Cruciferous Veggies for a Healthy Tomorrow
We’ve heard it a million times “eat your vegetables” but maybe we should say “eat your cruciferous vegetables.”
A big part of a healthy midlife diet should include these high fiber, bioactive vegetables. Cruciferous vegetables get their name from the cross-like (crucifix) flower shape of the plant. These super vegetables have been shown to be protective against breast cancer.
Since both my mom and grandmother died of breast cancer, I want to do what I can to protect myself, so along with monthly self exams and annual mammograms, I now include cruciferous super foods into my diet at least three to five times per week.
Not long ago, we made a cruciferous-serious salad of brussels sprout and kale. It’s since become a favorite in our household.
Meet Members of the Cruciferous Family
|Chard||Chinese Cabbage||Collard Greens|
In a recent study of women in China who were already diagnosed with breast cancer, researchers found that women who consumed the most cruciferous vegetables were 62% less likely to die of breast cancer and 35% less likely to have a recurrence of the disease, compared to those who consumed the least. I think that’s pretty powerful research.
Sarah Nechuta, a researcher at the Vanderbilt Epidemiology Center in Nashville, TN and lead author states “this study suggests that cruciferous vegetables and the bioactive compounds in them may be protective against breast cancer.” This is also among the first research to examine women after a breast cancer diagnosis.
The Shanghai Breast Cancer study included nearly 5,000 women between the ages of 20 and 75 years old. The participants were interviewed about 6 months after diagnosis and asked questions about diet, lifestyle and other clinical factors.
They also asked about their intake of cruciferous vegetables at 18 and 36 months after their diagnosis. Those whose consumption was in the top 25% were 62% less likely to die of breast cancer over a five year period. What’s even more interesting is that the same top 25 group were 62% less likely to die of any cause than the bottom 25%.

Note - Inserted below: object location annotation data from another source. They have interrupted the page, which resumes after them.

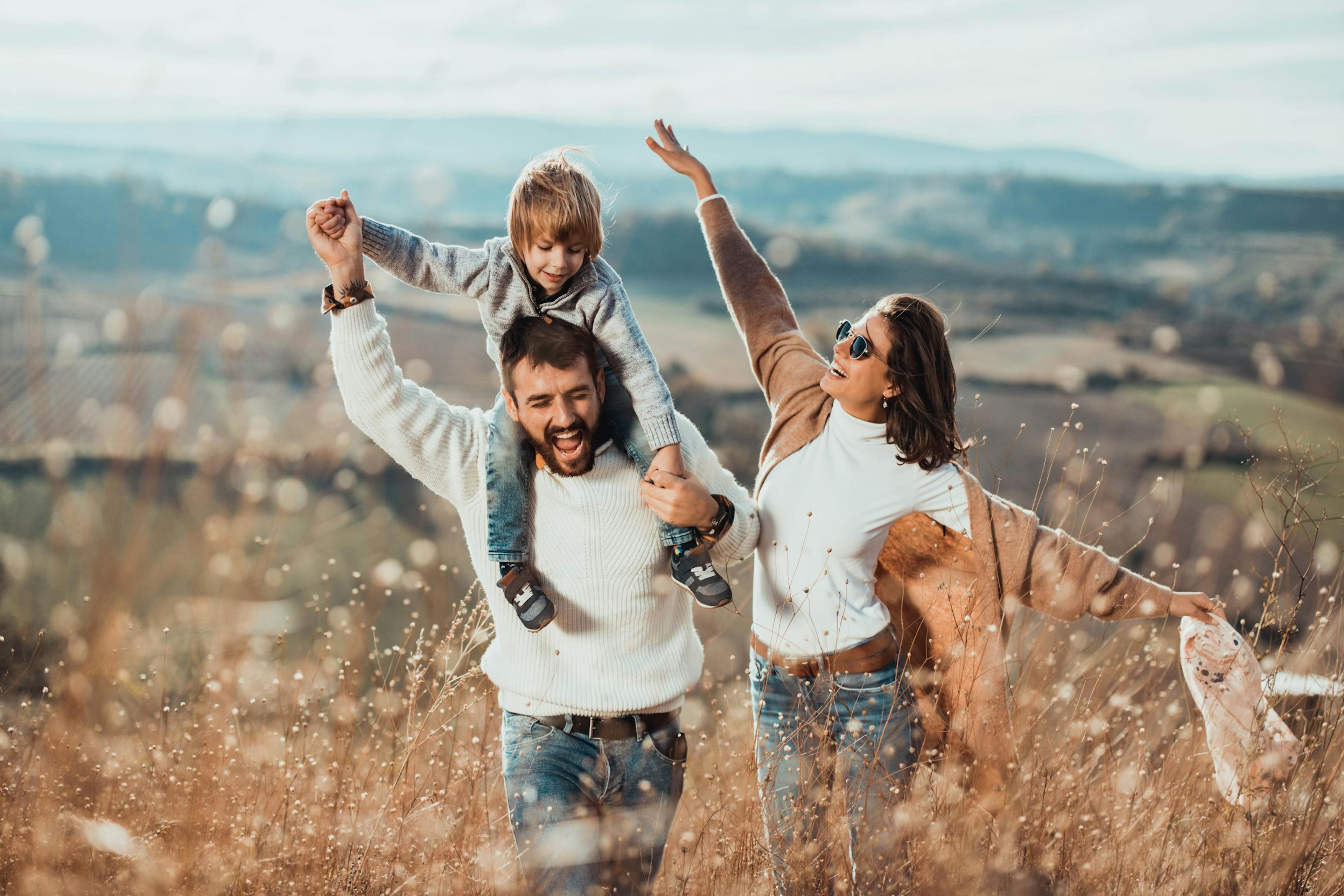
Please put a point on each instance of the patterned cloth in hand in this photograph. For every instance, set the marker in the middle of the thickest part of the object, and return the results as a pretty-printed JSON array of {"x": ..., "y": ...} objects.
[{"x": 1252, "y": 747}]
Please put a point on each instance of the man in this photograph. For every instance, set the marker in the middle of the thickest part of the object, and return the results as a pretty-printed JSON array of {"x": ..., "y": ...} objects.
[{"x": 592, "y": 747}]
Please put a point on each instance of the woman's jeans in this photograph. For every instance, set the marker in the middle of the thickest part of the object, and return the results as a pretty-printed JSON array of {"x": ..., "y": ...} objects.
[
  {"x": 590, "y": 813},
  {"x": 865, "y": 726},
  {"x": 510, "y": 465}
]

Nechuta also states that “The Vanderbilt group previously found a link between cruciferous vegetable consumption and fewer deaths and less heart disease among Chinese adults, suggesting that this food group might bestow overall survival benefits.”
This same researcher did note that North American women may not see the same benefits since different cruciferous vegetables with different bioactive compounds are more popular in the U.S., like broccoli rather than bok choy.
Either way, adding more cruciferous vegetables to your diet can’t hurt and will most likely be quite beneficial. Why not make these changes starting today and embrace a healthier you!